Evar looked at the two humans, Livira’s confusions still burning through him. Was it possible that some power of the library had been exerted on him? The Exchange had reached into his mind and taken things from it. Had it put things there too? Livira’s feelings ran through him—they felt real and true—but once some liberty had been taken with your perception how were you to trust anything at all?
He spoke slowly, the words unwilling. “Maybe we do need to regroup...”
Clovis took his arm and turned him towards the portal. He saw portals now—his ideas infected with Livira’s. His sister walked him towards the light. His sister. He’d seen her parents and brothers murdered by sabbers, Livira’s kind. His sister who he’d grown with, who had taught him how to fight, a skill that had saved his life. He let himself be led.
“Wait.” Evar turned just before the portal. The young human, Arpix, was washing Livira’s cut.
“We’ll find a way,” Clovis said. “We’ll come here and destroy them in their lair. Or lure them to us. But later, when we understand the battleground. Now we go.”
“Wait.” Livira’s face, twisted in pain, held Evar’s gaze. She’d been a child, then a day later a woman. If he left now, he might never see her again. Or, as she’d said, she might be grey and old, hobbled by the years. His mouth remembered her kiss. He felt her hand in his. She had taught him to fly. “Wait!”
But with one fierce push Clovis had him falling into another world.
The art of skipping stones across a lake entails the alignment of many factors: the stillness of the water, the smoothness and symmetry of the stone, the suppleness of the wrist, and the rotation imparted to the projectile at the moment of its release. What is uniformly overlooked by the amateur, however, is the selection of the places where stone touches water. Place your steps wisely in all things. Time especially.

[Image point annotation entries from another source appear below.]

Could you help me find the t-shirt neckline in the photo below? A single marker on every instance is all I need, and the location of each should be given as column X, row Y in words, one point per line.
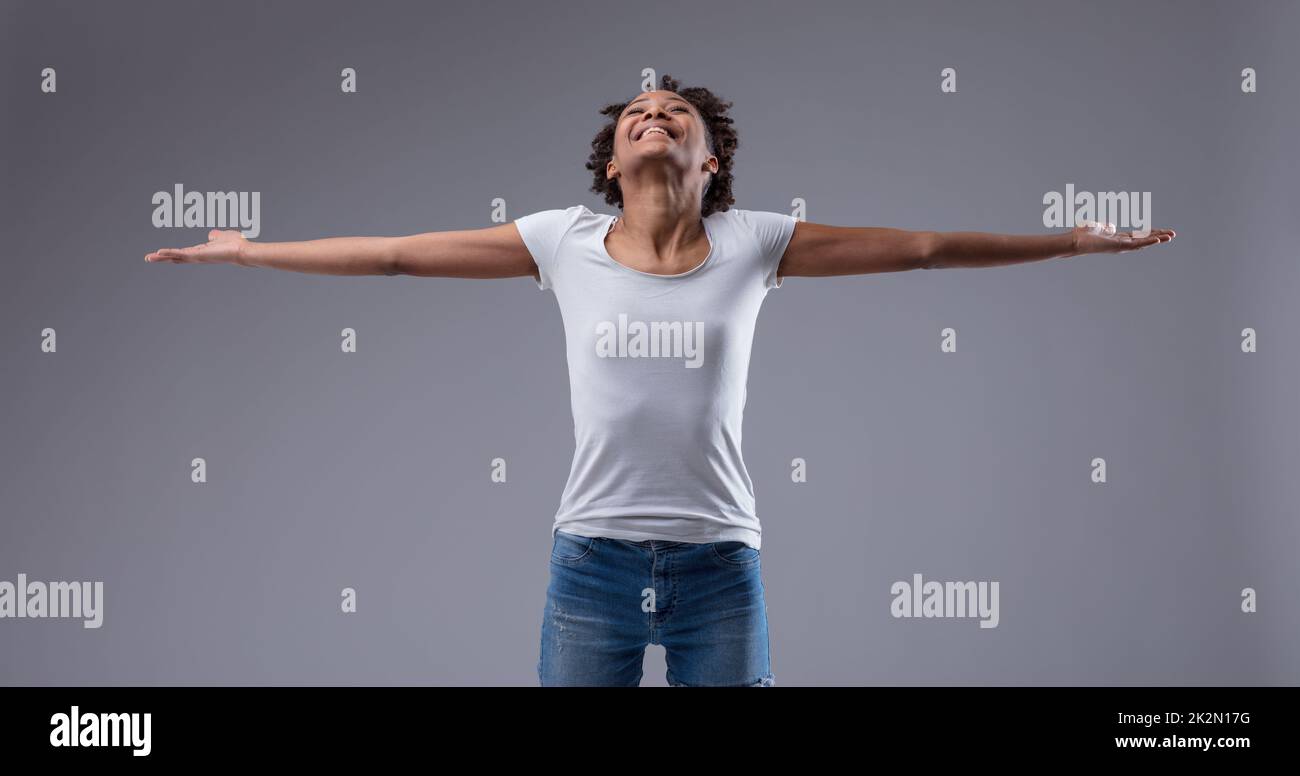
column 605, row 251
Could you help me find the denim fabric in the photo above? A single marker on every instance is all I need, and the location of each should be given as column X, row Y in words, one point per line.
column 609, row 598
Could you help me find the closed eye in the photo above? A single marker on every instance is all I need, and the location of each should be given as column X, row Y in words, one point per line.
column 641, row 109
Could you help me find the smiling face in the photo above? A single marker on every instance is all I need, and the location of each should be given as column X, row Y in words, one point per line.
column 659, row 128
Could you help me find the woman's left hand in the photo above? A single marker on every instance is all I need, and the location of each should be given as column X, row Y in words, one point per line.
column 1092, row 237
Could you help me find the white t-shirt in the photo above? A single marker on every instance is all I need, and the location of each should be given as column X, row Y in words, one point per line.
column 658, row 367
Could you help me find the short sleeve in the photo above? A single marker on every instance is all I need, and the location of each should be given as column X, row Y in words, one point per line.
column 772, row 232
column 542, row 233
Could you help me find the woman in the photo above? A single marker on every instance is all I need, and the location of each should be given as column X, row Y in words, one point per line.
column 657, row 538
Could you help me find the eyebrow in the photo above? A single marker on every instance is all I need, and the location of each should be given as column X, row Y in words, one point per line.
column 644, row 99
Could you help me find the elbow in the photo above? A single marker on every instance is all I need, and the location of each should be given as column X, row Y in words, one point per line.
column 927, row 250
column 391, row 261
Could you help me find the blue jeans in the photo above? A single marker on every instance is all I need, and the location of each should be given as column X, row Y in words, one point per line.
column 609, row 598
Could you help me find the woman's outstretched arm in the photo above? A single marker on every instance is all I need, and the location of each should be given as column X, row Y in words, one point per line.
column 819, row 250
column 490, row 252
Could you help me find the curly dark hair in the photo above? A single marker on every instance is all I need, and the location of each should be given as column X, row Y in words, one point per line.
column 720, row 139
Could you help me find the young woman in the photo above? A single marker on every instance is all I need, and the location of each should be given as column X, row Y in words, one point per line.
column 657, row 537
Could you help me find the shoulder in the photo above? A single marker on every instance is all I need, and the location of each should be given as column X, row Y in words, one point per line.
column 557, row 217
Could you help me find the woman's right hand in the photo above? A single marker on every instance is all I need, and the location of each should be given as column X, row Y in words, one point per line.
column 224, row 246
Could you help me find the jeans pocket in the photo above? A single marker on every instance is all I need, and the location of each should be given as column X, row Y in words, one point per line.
column 571, row 549
column 733, row 554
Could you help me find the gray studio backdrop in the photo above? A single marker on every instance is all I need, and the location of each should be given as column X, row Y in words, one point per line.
column 372, row 469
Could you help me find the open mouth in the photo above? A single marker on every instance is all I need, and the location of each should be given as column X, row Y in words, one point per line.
column 655, row 131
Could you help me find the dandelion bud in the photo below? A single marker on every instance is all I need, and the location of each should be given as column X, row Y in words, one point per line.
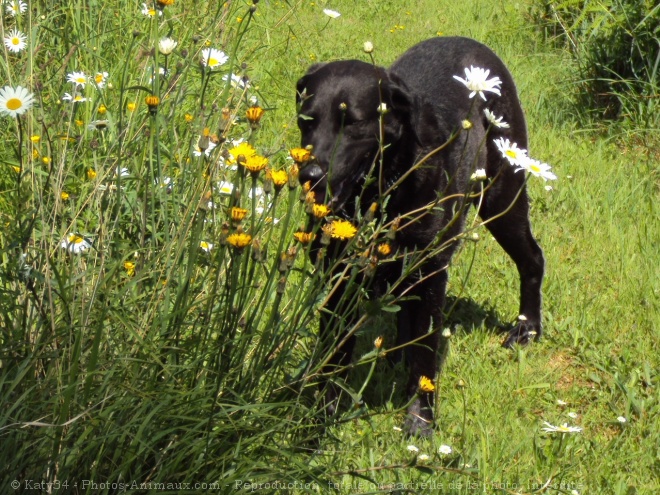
column 371, row 212
column 479, row 175
column 254, row 114
column 281, row 285
column 293, row 176
column 391, row 234
column 257, row 252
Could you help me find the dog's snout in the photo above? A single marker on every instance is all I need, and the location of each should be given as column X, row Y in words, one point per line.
column 311, row 173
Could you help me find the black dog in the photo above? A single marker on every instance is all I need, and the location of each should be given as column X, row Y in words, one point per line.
column 340, row 107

A Mill Pond, by John Constable
CHAPTER 51
Livira
He was looking at me!”
Livira woke with a start, the darkness around her complete and unbroken. She reached out, found the book on the bedside table by touch and closed it. The library’s light flooded in. Sliding naked into her robe, she hurried from her bedroom, through the reception chamber and out through her front door into the corridor beyond. Her leg felt good. The physical pain had gone. The centre circle had repaired her flesh. Heartache, it could do nothing for.
“Arpix!” His door lay four down from hers on the opposite side. Tubberly had been the previous occupant of the rooms. “Arpix!” The wood reverberated under her fist.
“Livira?” Arpix opened the door in an unbuttoned nightshirt, blinking at her sleepily from his considerable height.
“How is that a question?” She pushed past him. “Close the door.”
Arpix followed her into his reception room where she’d already thrown herself down onto his threadbare couch. “All right. Allow me to rephrase: what do you want, Livira?”
“That boy was looking at me!”
“What boy?”
“How could he see me? I was a ghost. Nobody could see us.”
Arpix rubbed his eyes and yawned. He blinked again and adjusted his nightshirt.